Post Office, 1969 – Then & Now

Warwick Road Post Office, 1969
Warwick Road Post Office, 1969

This then & now pair shows the old Post Office building on the corner of Barrow Road and Warwick Road in 1969, shortly before its demolition, taken by John Drew for his book Kenilworth – A Manor of The King (Pleasaunce Press, 1971).

According to Victorian Kenilworth and Its People (Rookfield Publications, 2006) by Robin Leach, the original Kenilworth Post Office depot was in the Coventry Cross in New Street, but it subsequently moved to premises across the road at Number 3, New Street by 1861.

In 1885 it moved to share a premises with the Leamington Priors Bank in the High Street, on the site of the old house known as The Priory. KHAS Newsletter 29 from 1968 tells us of a talk Joyce Powell gave to members KHAS on the site: “On April 27th 1885, the Leamington Priors Bank bought the whole property for £1300. They pulled down No 11 and demolished the entire High Street frontage of No 13, but left the 1770 South block with its staircase intact. The back wall of the present Bank seems to be the old South wall of the earlier house. The rebuilding produced two imposing twin offices, one intended for the Bank, and the other to re-house the Post Office. The Postmaster, Mr T S Morris, moved into a rebuilt No 11 as Postmaster and Bank Manager, and The Priory was then let to Major Boileau as a private residence”.

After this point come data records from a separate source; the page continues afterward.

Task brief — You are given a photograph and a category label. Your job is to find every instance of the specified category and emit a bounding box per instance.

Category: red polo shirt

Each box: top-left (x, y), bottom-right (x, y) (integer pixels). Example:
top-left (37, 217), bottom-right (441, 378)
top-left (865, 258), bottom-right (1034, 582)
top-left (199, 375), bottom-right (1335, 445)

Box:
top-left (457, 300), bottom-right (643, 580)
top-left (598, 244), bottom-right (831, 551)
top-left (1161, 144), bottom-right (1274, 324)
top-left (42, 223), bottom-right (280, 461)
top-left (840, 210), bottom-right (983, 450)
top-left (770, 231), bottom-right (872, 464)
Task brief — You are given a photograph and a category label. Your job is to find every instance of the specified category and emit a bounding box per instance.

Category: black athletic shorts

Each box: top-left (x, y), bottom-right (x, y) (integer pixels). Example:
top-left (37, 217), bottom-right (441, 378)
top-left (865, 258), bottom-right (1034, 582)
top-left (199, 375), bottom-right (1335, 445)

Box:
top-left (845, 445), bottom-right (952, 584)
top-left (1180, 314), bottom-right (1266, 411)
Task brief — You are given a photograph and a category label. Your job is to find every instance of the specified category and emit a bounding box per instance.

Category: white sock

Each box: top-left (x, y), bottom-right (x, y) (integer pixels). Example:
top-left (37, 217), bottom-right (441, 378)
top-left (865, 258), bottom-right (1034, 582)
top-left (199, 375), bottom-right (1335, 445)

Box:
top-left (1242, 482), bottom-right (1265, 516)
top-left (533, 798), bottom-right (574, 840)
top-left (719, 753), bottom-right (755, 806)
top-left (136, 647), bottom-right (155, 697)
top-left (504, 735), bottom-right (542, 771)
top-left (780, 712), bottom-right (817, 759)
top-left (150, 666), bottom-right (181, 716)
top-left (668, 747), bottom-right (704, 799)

By 1901 there are references to a sub-Post Office in Warwick Road, subordinate to the main Post Office on the High Street. Harry Sunley records in A Kenilworth Chronology (Odiborne Press, 1989) that crowds flocked to the Warwick Road sub-Post Office to receive confirmation of Queen Victoria’s death in January of that year. In 1912 he records that the main post office then moved from High Street to the present Barrow Road corner site.

Robin Leach has kindly dug out some additional information on the opening of the Post Office site on the corner of Barrow Road: “It was originally built as a single storey building and opened just weeks before the Great War broke out. It opened on 31st July 1914, and was designed by Harry Quick (of Belmont); the location was chosen as it was closer to the station and with a level route to it ‘saving labour’. A new sub-office opened at the former ironmongers in New Street. The upper floor was added in early 1928 ‘on the front portion of the building only’ to accommodate a new telephone exchange as Kenilworth then had 200 subscribers!”

In 1954 the Post Office opened a new telephone exchange next door on Barrow Road, reusing the and extending the buildings of the former Youth Centre.

The old Barrow Road corner Post Office building was demolished in November 1969 and rebuilt in a modernist style. Robin adds that the new Post Office “…opened in January 1971, despite there being a postal strike on! The old sorting office behind the main building did not come down until afterwards”.